Where the game stumbled for me is that it’s a rogue-like randomly generated series of stages. This means that one play session could be easy and the next tremendously difficult. If you die you get a Game Over screen and have to start over from the very beginning. This can be extremely frustrating if you’ve spent the last 45 minutes working your way through the quest. I’m not a fan of this randomly generated difficulty and the game can be pretty unfair at times, especially with the boss fights. On top of that, the last time I played the game I had finally gotten further than I ever had before and got to the boss with full hearts ready to take it down. I was doing well when all of a sudden the game crashed, wiping out everything I had done up to that point. Now, keep in mind the version played for review had not yet been patched, so this type of error may be fixed in the final game, but it goes to show you that a game that doesn’t let you save your progress can really screw you over in the end. I was so angry that I haven’t gone back to play the game any more.
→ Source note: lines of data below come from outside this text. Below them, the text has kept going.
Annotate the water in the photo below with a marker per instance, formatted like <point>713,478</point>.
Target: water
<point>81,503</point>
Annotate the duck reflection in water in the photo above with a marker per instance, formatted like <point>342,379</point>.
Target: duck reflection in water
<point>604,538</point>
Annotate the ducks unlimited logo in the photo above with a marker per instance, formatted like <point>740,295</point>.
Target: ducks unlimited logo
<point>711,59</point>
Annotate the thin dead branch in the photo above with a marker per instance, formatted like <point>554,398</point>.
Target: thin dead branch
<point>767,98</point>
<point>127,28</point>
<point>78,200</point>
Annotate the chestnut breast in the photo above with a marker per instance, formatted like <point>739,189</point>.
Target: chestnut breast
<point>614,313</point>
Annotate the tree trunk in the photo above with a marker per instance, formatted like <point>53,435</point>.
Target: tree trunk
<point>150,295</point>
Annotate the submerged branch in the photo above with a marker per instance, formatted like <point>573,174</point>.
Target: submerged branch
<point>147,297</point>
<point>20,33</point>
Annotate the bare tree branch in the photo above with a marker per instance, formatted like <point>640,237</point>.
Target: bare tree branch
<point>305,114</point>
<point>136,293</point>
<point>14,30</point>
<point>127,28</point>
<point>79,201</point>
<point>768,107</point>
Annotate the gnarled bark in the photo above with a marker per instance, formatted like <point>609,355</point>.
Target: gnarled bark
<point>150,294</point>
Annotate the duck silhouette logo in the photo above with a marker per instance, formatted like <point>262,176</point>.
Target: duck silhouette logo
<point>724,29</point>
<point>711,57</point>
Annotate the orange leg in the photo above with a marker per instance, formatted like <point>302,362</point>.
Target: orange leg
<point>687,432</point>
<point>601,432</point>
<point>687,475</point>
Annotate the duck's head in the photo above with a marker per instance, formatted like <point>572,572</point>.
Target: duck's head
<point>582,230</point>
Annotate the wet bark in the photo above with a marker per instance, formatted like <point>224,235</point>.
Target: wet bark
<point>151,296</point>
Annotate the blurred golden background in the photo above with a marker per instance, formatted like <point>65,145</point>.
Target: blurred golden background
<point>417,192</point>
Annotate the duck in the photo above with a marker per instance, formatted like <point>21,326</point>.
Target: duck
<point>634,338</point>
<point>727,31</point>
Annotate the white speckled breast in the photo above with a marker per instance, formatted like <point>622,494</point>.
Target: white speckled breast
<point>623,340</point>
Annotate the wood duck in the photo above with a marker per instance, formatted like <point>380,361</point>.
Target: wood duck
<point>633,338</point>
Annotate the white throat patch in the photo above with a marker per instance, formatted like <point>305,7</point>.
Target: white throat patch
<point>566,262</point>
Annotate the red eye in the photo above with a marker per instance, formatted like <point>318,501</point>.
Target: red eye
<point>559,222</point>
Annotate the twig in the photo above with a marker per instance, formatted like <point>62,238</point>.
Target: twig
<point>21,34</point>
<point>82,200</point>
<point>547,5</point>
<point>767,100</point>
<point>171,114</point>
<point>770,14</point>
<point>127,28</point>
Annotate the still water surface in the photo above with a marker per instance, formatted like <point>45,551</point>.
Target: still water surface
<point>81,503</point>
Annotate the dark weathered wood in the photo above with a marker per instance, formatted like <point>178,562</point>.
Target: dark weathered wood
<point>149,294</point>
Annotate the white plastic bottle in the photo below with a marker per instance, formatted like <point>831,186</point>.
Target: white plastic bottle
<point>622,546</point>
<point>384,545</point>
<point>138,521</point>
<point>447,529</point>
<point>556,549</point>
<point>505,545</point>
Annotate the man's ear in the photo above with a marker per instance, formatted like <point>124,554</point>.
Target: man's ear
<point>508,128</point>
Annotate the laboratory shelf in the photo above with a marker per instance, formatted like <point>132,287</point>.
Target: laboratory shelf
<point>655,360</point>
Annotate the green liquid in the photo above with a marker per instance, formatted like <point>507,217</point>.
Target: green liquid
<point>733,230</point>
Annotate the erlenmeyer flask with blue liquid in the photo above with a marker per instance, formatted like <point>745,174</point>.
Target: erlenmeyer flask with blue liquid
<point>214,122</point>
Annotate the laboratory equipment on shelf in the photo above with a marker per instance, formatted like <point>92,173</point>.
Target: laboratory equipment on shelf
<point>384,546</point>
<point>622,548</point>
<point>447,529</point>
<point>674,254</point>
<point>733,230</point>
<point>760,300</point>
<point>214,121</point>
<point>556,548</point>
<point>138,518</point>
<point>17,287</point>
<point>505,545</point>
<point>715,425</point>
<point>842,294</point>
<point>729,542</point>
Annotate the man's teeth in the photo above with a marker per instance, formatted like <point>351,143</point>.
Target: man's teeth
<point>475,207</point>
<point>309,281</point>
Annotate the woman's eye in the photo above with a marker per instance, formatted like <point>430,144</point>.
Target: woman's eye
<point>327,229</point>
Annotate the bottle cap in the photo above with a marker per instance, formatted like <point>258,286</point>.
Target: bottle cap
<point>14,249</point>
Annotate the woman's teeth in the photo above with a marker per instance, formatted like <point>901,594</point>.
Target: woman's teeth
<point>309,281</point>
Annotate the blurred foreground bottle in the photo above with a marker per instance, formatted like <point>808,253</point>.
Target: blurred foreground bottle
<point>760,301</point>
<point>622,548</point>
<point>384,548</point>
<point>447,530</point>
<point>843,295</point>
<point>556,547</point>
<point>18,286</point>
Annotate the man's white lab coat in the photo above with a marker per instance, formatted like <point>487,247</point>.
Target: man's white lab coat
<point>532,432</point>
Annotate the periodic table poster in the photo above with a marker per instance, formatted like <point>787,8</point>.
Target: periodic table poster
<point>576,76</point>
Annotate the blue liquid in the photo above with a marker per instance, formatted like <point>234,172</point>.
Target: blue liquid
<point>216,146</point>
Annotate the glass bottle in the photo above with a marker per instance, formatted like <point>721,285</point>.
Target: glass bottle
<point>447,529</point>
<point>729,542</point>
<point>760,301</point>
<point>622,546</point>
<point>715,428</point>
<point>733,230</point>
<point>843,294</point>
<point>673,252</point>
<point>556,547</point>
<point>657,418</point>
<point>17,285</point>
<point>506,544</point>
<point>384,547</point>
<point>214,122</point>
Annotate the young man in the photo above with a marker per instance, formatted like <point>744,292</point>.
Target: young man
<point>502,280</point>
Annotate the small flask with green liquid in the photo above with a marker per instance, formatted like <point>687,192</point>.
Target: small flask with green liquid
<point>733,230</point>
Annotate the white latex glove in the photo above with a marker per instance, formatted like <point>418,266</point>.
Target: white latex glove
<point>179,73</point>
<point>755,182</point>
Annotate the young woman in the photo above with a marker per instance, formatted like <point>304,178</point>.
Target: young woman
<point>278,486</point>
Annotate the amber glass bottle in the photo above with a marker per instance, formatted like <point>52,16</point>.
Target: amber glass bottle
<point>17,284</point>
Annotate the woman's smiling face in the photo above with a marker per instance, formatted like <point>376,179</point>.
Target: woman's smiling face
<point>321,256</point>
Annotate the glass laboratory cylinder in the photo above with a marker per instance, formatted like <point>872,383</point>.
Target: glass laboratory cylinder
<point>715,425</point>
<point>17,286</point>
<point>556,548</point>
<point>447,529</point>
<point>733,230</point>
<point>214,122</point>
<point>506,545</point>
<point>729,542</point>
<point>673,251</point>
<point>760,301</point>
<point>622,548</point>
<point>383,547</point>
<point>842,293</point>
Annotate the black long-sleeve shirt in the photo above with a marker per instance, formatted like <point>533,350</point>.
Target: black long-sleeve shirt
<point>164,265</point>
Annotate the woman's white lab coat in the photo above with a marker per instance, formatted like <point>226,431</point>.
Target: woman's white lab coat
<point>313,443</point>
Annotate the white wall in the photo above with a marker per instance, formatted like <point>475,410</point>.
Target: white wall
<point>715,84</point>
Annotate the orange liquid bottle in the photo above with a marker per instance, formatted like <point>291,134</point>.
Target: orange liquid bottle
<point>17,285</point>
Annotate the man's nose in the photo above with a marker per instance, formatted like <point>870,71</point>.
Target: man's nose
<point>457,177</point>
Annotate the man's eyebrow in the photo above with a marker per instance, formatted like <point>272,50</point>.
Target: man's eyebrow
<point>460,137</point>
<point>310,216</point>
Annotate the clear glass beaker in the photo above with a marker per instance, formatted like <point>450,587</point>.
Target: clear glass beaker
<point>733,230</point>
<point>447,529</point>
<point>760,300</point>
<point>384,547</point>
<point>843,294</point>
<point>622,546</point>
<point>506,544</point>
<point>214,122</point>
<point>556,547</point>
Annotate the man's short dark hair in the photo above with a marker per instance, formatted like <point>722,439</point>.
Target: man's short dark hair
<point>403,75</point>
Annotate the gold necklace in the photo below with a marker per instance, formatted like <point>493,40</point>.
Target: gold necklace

On the multiplayer side of things I’ve got good news and bad news. First up, I really am glad the game went for classic overhead look and doesn’t have a weird viewpoint like Super Bomberman R. Plus the pixel graphics look much better in my opinion. The game supports up to four players dueling to the death. There are a few options to choose from and a decent amount of stages. I did manage to get a group of us together to try out the multiplayer and we had a good time, but I fear there’s not as much content here to keep most players happy for an extended amount of time. Granted, this game is much cheaper so that has to be taken into account. The lack of online battles means you’ll have to battle locally, but honestly I feel that’s the best way to play these types of games anyway. I would have liked more options, like the ability to play on teams or choosing which items can be used in battle. I do like that you can play deathmatch (whoever is first to reach the set number of kills wins) or the more traditional last man standing. Stage variety could have used a boost as well with more unique environments, hazards, and special features.
As a huge fan of the Bomberman series I was excited to give Bombslinger a try. If it wasn’t for the insane difficulty and various game bugs (the game crashed on me more than once) I’d have had a better time with it. The multiplayer is fun, if limited, and the setting is unique and entertaining. As it stands the game is definitely worth considering and if the game is patched to address some of the issues I will come back and revisit the score.
Final Thoughts: WORTH CONSIDERING
I really wanted to like Bombslinger and in some ways I did. The grueling difficulty spikes (which are randomized) and the game’s bugs got in the way of my enjoyment. The multiplayer mode is probably worth the price of admission for those looking for an alternative to Bomberman.
Bombslinger was reviewed using a final retail Nintendo Switch download code provided by the publisher.